Used within a closed-loop system, PAT allows processing to continue without the need for production to be stopped, or any product discarded. This is because the process and state of the product is continually monitored, so that any minute deviation from the target parameters can be addressed and adjustments made before the product is affected, closing the loop.

While PAT and the continuous production methods within which it is being applied are still very new, lessons can be carried over from current instances of PAT being used within batch processing. And the major driving force for progress within PAT, Krumme believes, will be harmonisation.

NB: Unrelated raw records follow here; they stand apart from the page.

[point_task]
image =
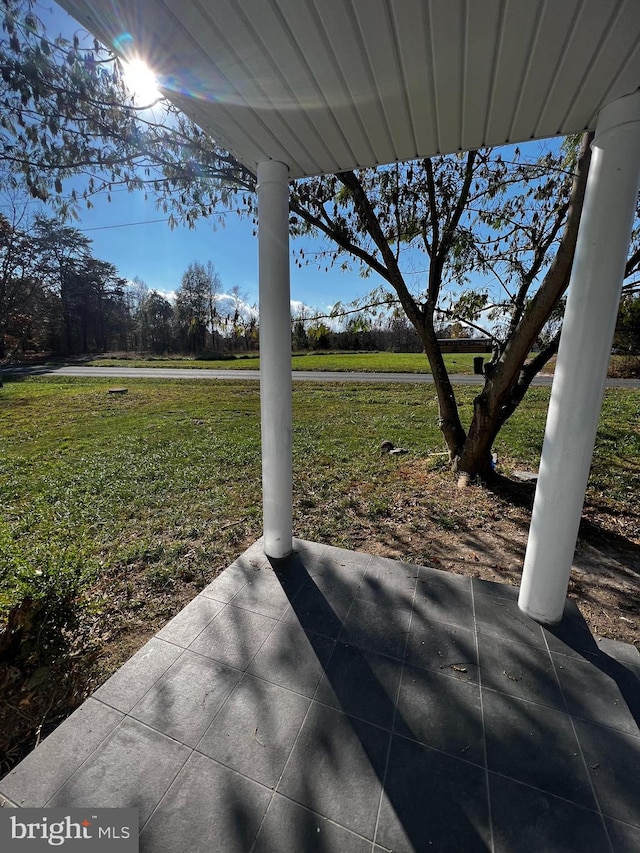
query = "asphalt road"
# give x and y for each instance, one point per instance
(298, 375)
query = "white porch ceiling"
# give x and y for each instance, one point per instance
(329, 85)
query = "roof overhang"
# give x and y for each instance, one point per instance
(330, 85)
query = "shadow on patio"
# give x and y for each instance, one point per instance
(343, 702)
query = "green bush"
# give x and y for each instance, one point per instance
(41, 594)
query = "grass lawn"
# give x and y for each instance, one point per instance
(163, 483)
(374, 362)
(117, 509)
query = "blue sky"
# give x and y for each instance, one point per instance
(159, 256)
(131, 233)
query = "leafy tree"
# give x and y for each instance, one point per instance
(18, 284)
(197, 311)
(627, 335)
(153, 321)
(515, 221)
(66, 110)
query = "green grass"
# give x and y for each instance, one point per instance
(111, 501)
(374, 362)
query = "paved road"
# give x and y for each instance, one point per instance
(298, 375)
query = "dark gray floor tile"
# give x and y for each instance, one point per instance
(193, 619)
(526, 820)
(184, 701)
(432, 801)
(36, 779)
(603, 702)
(209, 808)
(443, 600)
(376, 628)
(133, 767)
(293, 658)
(571, 636)
(441, 712)
(129, 683)
(613, 761)
(622, 652)
(389, 586)
(361, 683)
(292, 574)
(234, 637)
(336, 768)
(290, 827)
(333, 587)
(504, 618)
(448, 649)
(525, 672)
(494, 589)
(535, 745)
(231, 581)
(313, 611)
(264, 594)
(255, 731)
(624, 838)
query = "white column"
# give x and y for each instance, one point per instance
(275, 356)
(583, 357)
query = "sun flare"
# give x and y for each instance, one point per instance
(140, 81)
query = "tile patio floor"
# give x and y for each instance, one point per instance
(345, 703)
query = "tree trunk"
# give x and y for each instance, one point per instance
(510, 377)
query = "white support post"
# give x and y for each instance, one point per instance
(275, 357)
(583, 358)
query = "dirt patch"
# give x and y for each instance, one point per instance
(481, 533)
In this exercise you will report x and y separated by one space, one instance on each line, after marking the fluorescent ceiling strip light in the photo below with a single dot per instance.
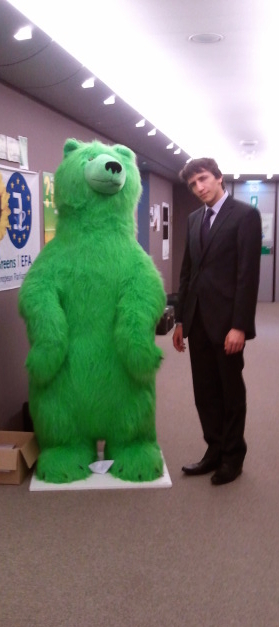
110 100
90 82
24 33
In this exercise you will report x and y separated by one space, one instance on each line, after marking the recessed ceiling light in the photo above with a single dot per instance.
90 82
110 100
24 33
206 38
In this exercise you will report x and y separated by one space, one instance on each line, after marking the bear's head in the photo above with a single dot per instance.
97 185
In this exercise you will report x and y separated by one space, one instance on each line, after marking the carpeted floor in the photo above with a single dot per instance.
194 555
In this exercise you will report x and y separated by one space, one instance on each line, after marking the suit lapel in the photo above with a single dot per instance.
221 217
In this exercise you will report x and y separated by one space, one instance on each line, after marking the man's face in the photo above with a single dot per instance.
206 187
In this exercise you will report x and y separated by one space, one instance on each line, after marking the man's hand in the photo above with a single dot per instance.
234 341
177 338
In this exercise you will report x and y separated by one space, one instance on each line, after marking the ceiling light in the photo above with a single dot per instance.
206 38
24 33
90 82
140 123
110 100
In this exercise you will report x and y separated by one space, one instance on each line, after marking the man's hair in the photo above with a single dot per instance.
195 166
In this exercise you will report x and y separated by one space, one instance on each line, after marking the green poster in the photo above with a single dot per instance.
50 212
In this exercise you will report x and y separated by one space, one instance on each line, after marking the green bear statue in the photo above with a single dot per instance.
91 302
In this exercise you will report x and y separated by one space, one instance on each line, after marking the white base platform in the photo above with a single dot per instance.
101 482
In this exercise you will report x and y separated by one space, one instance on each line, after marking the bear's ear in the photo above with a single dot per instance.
125 151
70 145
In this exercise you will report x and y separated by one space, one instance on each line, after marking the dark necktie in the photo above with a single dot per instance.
205 227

"As we continue to integrate PAT into the continuous manufacturing world, the challenge – like in every new technology – is the absence of standards at this point in time. There is a variety of communication protocols between process control systems and PAT instruments; there is a variety of flavours of how data are managed electronically, how they are stored and how they are interpreted. I would expect there to be a development and consolidation of new industry-wide standards that will help further advancement and drive the further adoption of PAT."

Alongside such coalescence within PAT approaches, progress in relation to the way continuous production is controlled and managed is likely to accelerate as the industry adopts the new methods more widely. Krumme is more than optimistic about the next decade.

"I do expect major steps forward in the field of process control, in the field of consistency of quality production and quality management, of our processes on the basis of an electronic method," he says.

"If I’m looking back considering, ‘what did we have ten years ago and where are we now?’, that is already day and night. To extrapolate ten years further into the future, I would expect us to continue to see development at that pace."